Testing Your Rate Limiter
Don't ship rate limiting logic you haven't stress-tested. At minimum, verify:
// Jest + supertest example
describe("Rate Limiter", () => {
it("allows requests under the limit", async () => {
for (let i = 0; i < 99; i++) {
const res = await request(app)
.get("/api/data")
.set("x-api-key", "test-key-1");
expect(res.status).toBe(200);
expect(res.headers["x-ratelimit-remaining"]).toBe(String(99 - i));
}
});
it("rejects requests over the limit", async () => {
// Exhaust the limit first
for (let i = 0; i < 100; i++) {
await request(app).get("/api/data").set("x-api-key", "test-key-2");
}
const res = await request(app)
.get("/api/data")
.set("x-api-key", "test-key-2");
expect(res.status).toBe(429);
expect(res.headers["retry-after"]).toBeDefined();
});
it("does not share limits between clients", async () => {
for (let i = 0; i < 100; i++) {
await request(app).get("/api/data").set("x-api-key", "heavy-user");
}
const res = await request(app)
.get("/api/data")
.set("x-api-key", "other-user");
expect(res.status).toBe(200); // Other user unaffected
});
});
Also consider load testing with k6 or wrk to verify behavior under realistic concurrent load — race conditions in rate limiters often only appear under concurrency.
Common Mistakes to Avoid
Limiting by IP alone. IPv6, NAT, and shared office networks mean one IP can represent thousands of legitimate users — or one user can cycle through thousands of IPs.

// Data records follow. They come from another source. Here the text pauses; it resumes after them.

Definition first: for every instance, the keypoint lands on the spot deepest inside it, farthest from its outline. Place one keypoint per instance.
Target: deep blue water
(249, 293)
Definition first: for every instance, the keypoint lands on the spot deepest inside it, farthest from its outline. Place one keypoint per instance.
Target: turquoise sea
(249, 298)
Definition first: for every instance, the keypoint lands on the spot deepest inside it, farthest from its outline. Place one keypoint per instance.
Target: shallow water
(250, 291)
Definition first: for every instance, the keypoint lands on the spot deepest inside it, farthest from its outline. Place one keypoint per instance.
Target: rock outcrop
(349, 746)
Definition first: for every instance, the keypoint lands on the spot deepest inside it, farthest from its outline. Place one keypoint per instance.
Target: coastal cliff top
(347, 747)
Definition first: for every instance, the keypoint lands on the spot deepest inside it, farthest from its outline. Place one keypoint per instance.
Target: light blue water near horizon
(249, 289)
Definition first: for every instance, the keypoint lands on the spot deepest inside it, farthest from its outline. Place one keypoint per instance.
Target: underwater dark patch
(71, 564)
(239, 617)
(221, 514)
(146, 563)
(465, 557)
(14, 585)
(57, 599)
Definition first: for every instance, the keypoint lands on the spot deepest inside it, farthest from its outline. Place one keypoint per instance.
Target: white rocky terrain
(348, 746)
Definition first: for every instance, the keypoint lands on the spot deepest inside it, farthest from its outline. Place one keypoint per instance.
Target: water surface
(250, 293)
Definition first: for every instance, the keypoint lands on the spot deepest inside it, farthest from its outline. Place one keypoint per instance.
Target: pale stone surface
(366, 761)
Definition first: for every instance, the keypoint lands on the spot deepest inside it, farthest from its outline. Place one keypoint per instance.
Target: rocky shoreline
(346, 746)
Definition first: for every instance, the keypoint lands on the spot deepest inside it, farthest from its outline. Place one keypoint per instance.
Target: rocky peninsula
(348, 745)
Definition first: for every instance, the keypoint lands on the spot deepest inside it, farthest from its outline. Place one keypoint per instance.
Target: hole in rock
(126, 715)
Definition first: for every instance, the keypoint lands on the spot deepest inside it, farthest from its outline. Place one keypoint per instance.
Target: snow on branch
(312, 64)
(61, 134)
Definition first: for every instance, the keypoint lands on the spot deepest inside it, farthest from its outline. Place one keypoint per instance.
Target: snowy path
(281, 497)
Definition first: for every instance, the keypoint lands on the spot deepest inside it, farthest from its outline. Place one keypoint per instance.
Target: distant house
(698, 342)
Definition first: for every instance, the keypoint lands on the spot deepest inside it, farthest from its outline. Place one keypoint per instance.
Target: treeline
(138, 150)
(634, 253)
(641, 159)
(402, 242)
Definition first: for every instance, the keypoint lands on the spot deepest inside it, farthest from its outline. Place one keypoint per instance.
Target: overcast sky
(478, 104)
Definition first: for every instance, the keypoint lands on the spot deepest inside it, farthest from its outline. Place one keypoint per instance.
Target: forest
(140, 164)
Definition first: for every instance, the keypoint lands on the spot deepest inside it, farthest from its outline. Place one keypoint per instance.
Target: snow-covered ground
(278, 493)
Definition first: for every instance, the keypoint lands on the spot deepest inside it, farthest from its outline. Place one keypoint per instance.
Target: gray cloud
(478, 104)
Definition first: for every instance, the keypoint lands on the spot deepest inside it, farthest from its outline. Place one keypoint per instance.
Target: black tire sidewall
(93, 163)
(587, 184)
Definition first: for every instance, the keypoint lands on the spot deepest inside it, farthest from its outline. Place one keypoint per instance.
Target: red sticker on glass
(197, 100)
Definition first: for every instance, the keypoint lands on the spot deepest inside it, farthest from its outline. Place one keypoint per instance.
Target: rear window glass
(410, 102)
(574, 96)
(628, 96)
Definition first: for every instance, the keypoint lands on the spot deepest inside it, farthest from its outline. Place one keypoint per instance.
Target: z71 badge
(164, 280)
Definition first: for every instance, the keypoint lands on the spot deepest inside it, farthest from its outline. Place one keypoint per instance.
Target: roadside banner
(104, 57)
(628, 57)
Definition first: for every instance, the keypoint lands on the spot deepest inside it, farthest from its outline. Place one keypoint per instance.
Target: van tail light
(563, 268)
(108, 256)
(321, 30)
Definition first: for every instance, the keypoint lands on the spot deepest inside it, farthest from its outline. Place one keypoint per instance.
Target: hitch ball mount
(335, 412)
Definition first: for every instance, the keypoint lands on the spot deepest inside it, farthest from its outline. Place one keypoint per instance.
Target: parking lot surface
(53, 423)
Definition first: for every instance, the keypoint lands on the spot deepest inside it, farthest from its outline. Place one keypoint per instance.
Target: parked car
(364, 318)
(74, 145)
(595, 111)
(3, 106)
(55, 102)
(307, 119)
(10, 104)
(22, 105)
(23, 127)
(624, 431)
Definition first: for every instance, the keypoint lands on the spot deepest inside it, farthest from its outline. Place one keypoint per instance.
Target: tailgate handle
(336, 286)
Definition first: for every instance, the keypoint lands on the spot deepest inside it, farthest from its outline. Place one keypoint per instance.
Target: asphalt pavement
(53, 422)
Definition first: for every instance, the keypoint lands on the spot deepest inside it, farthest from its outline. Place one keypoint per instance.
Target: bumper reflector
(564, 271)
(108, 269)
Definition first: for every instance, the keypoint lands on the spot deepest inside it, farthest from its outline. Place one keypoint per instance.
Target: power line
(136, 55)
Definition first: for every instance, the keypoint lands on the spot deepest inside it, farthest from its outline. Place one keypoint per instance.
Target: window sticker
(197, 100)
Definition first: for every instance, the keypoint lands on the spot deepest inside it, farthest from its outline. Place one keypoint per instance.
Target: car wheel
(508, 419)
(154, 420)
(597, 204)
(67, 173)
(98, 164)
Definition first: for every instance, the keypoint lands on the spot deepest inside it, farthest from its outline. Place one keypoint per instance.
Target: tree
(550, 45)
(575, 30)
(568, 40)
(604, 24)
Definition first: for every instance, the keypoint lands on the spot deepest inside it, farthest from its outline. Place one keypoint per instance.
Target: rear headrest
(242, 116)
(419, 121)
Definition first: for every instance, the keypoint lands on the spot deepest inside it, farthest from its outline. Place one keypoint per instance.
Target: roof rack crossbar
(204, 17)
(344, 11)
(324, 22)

No headers on successful responses. Clients should be able to track their consumption proactively, not just discover limits when they hit them.
Forgetting OPTIONS requests. CORS preflight requests count as requests. Don't accidentally rate-limit your own frontend's preflight checks.

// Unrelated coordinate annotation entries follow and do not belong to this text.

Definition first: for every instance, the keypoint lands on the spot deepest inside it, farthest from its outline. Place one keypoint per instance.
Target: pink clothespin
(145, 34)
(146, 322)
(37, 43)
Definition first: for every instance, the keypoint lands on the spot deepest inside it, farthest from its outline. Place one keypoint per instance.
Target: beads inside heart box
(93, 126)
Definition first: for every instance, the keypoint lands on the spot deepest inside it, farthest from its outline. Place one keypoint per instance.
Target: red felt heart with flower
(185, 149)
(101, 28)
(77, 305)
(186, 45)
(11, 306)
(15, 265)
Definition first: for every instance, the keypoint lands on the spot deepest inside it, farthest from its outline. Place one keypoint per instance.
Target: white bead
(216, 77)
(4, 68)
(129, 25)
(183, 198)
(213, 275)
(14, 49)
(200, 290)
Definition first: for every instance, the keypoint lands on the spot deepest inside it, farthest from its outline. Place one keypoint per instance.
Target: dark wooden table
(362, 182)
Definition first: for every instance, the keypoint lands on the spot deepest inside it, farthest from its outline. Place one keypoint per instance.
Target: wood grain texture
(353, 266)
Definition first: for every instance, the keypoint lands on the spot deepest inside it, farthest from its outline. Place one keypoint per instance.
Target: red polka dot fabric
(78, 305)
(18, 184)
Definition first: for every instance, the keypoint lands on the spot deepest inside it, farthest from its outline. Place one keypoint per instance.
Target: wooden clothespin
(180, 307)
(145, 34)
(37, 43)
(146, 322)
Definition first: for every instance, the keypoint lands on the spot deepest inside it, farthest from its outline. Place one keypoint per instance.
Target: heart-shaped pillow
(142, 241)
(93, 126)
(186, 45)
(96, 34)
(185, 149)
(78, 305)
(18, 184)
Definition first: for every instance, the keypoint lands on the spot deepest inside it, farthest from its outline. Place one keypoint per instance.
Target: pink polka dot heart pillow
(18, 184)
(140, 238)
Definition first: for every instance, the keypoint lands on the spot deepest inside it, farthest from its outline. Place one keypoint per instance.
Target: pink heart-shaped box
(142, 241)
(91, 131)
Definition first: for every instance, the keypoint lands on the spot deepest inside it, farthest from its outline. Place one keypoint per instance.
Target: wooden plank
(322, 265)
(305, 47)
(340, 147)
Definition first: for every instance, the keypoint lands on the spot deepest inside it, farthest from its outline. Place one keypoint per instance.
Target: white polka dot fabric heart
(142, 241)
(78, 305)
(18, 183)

Storing rate limit state in memory. In-process memory doesn't survive restarts and doesn't work across horizontally scaled instances. Always use a shared store (Redis, Memcached).
Setting limits too low for legitimate use cases. Analyze your actual usage patterns before choosing a number. A mobile app that polls for notifications every 30 seconds will make 2 requests/minute — an SDK that fetches data on page load might burst to 20 in 500ms. Set limits that protect without punishing normal behavior.
Conclusion
Rate limiting is one of those infrastructure concerns that's easy to defer and expensive to retrofit. The core algorithm — count requests, compare to a threshold, reject or allow — is simple. But the details matter: which algorithm fits your traffic shape, which key identifies your clients, how you communicate limits to callers, and where in your stack enforcement lives.
Start with a sliding window counter backed by Redis, set conservative limits informed by your actual traffic data, and expose clear headers so your clients can adapt. Layer in tiered limits and per-endpoint differentiation as your API matures.
Your future self — paged at 3am while a runaway script hammers production — will be grateful you did it right the first time.